具体的には、北京のビジネス街・国貿地区で2LDKの家賃は、2015年に4500元(約7万4000円)だった。それが昨年は6600元となり、今年になって8000元ほどまで上がったという。
しかし北京のサラリーマン、平均月収は1万元ほどである。1万元からどうすれば8000元の家賃が出せるのだろう。かつては中国の常識だった職住近接などとんでもない。適正家賃を求めて、職場まで片道2時間も珍しくなく、車での通勤者は、毎日6時間は道路上にいるというケースもあるほどだ。
首都北京の賃貸住宅市場は物件数150万軒と、とてつもなく大きい。しかし賃貸人口は800万人である。10の企業が、今後2カ月のうちに12万の物件を新たに供給するというが、それでも足りない。
家賃のクレイジー価格は、若者たちに大きな影響を与えている。日本も同様だが、賃貸住宅に住むのは、若者が中心だ。北京では、賃貸住宅の3割が「90後」、1990年代生まれの若者たちだというデータもある。

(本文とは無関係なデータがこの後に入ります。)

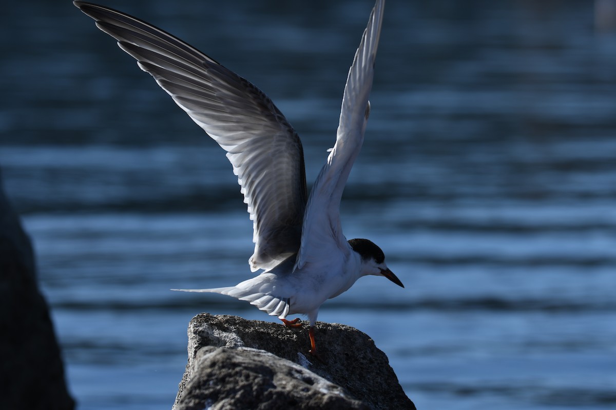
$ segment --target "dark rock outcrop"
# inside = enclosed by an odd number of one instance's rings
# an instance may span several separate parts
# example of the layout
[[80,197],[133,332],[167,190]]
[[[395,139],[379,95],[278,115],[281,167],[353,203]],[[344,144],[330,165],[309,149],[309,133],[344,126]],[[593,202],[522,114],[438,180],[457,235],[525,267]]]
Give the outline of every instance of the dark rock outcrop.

改革開放のモデル都市、広東省深センは、住民の80%が地方から出稼ぎに来ている若者たちである。彼らは当然賃貸住宅に住むわけだが、収入のうち、家賃の占める割合が3割以上というのも珍しくない。
深センの工場労働者は、テレビの取材に対してこう答えている。「われわれはお金もうけのために農村から出てきている。月収が3000元で、家賃が1500元だったら意味がない。いったい、どうすればいいのか」
外国人も同じである。大企業の駐在員ならともかく、中小企業やフリーランスの外国人は、家賃の高騰で帰国を余儀なくされる例も多い。北京から日本人の数が減少しているというが、その理由は、家賃の高騰だという説もある。
賃貸人口は、2020年には2億2000万人、30年には2億6500万人に上るという。日本では江戸時代以降、米の供給不足による「米騒動」がしばしば起きている。「米寄こせ」ではなく「家寄こせ」という騒動にならなければいいがと切に思う。地方政府の手腕が問われている。